It was at the end of the day, I was tired, having been working since about 6.30 in the morning after a nearly nine hour trip down to London. At this time, IPC's YOUTH GROUP had been relocated (in preparation for its sale to ROBERT MAXWELL) to IRWIN HOUSE, just down the road from KING'S REACH TOWER in Stamford Street. (Staff still had access to the Tower though, to use the canteen and restaurant. I spent time there at my desk on the 26th floor when I arrived in the mornings, until Irwin House opened its doors a couple of hours or so later.)
Anyway, it must have been well after 5 p.m. and most people had already left for home when BOB PAYNTER, the group editor of the humour department, came into the room where DOUG CHURCH worked.

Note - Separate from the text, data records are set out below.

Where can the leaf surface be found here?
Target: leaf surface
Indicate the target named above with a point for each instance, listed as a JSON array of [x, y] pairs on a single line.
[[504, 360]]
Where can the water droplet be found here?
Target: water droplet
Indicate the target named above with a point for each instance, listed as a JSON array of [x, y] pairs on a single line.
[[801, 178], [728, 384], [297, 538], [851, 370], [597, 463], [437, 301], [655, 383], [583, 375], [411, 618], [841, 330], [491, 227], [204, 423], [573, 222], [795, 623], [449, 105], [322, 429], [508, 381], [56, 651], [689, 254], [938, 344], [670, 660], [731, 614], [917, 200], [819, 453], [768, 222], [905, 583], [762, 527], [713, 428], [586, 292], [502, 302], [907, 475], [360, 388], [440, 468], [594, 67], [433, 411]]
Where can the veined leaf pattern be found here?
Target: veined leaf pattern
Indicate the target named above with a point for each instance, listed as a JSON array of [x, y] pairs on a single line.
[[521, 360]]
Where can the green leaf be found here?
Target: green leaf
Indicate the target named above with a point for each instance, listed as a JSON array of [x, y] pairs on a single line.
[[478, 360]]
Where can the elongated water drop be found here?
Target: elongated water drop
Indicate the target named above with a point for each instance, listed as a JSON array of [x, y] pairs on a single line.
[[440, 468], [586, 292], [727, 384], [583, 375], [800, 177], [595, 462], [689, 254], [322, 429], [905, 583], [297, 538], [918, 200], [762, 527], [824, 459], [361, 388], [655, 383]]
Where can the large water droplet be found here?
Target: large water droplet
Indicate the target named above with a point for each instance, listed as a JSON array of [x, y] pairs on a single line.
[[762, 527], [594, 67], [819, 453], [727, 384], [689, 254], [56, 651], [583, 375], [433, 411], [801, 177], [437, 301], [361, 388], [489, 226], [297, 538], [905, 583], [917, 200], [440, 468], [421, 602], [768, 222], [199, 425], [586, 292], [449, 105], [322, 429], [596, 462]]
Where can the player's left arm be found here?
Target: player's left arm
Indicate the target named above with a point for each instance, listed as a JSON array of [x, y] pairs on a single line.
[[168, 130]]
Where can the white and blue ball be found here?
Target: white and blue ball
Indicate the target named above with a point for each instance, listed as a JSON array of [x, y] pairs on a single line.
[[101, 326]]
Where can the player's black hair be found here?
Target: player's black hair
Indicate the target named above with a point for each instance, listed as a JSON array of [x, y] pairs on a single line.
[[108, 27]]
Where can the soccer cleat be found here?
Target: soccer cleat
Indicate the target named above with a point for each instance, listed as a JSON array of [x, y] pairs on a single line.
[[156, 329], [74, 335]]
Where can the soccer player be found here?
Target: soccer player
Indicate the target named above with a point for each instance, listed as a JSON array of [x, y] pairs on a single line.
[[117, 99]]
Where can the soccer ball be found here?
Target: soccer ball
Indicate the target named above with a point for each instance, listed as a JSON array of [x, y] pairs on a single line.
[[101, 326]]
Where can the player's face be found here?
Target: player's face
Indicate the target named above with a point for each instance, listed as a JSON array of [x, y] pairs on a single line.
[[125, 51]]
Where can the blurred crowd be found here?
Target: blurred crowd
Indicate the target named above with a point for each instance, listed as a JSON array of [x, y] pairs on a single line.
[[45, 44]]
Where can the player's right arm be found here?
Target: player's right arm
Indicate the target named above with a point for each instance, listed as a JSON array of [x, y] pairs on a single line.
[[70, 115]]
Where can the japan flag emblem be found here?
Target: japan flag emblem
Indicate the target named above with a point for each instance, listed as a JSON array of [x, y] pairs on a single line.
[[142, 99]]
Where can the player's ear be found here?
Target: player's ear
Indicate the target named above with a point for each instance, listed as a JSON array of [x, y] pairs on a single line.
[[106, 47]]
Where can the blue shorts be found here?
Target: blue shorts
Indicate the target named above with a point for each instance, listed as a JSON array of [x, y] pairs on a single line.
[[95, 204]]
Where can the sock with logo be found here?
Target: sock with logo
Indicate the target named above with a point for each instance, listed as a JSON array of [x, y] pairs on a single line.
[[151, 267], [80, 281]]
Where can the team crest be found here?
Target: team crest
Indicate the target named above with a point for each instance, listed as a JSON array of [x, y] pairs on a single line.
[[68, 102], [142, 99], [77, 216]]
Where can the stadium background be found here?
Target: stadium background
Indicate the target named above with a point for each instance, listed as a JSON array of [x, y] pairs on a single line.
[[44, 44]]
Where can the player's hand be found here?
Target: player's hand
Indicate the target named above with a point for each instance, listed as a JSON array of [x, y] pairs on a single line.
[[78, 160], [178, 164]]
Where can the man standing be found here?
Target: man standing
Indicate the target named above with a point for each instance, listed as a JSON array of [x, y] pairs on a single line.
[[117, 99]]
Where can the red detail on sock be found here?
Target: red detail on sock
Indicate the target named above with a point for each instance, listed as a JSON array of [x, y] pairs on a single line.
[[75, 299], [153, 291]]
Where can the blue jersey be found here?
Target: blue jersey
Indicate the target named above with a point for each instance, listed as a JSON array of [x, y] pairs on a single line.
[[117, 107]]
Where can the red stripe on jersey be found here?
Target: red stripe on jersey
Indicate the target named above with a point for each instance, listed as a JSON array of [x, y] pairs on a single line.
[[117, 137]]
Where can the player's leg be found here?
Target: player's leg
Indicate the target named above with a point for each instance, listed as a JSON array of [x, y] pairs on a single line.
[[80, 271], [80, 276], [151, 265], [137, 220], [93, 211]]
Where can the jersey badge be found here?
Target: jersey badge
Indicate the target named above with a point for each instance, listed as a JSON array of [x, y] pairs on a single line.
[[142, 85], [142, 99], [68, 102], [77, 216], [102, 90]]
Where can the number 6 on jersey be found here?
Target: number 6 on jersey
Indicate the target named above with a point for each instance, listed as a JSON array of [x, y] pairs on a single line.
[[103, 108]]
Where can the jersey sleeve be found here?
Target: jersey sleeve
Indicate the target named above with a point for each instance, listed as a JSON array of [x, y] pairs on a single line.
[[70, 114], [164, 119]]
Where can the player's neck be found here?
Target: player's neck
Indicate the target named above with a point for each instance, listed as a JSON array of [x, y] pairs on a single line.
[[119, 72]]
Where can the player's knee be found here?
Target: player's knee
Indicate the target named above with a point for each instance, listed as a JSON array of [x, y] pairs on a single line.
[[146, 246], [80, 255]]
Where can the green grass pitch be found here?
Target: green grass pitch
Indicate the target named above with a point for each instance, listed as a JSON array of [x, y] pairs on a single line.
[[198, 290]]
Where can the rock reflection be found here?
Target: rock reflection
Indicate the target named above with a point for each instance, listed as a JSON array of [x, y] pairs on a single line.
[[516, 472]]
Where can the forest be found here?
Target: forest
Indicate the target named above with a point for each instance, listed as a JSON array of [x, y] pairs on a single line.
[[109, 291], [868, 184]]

Doug was the art editor, and I sometimes worked at the desk alongside his, though he'd finished for the day. Bob had a couple of pages of artwork he needed lettering and I was only too happy to oblige. They were the covers for WHIZZER & CHIPS - SID'S SNAKE and SHINER, two old pals from my childhood.
Trouble was, I really was dog-tired, and have to confess that the Sid's Snake page is not as good as I'd have liked. The Shiner page is better, although someone later repositioned the pal's speech balloon in the second picture (as revealed by the slight wobble in the shape of its outline) to accommodate the jaggy-edged blurb just above it. (I never did wobbly balloon lines.) The lettering on the screen was added later - Bob had said it would be typeset (which it wasn't) so I hadn't done it.
However, to actually work on the 'cover star' characters of a comic I had bought and read when it first came out 17 years before (1969) was a real thrill for me (as was lettering SAMMY SHRINK in an earlier issue). I was in my late-twenties when I lettered these two pages, so that first issue seemed almost a lifetime away, which it practically was. (I had just turned 27 a few weeks earlier, so it was more than half my lifetime away - in fact, very nearly two-thirds.)
So, not my best work by any means, but still two pages I'm inordinately proud to be associated with. That's why I thought I'd share them with you here. Hope you like 'em, fellow Criv-ites.
2 comments:
Holy heck, I actually remember buying that issue! Good work!
Thanks. Still wish I hadn't been so tired 'though - it would've been much better.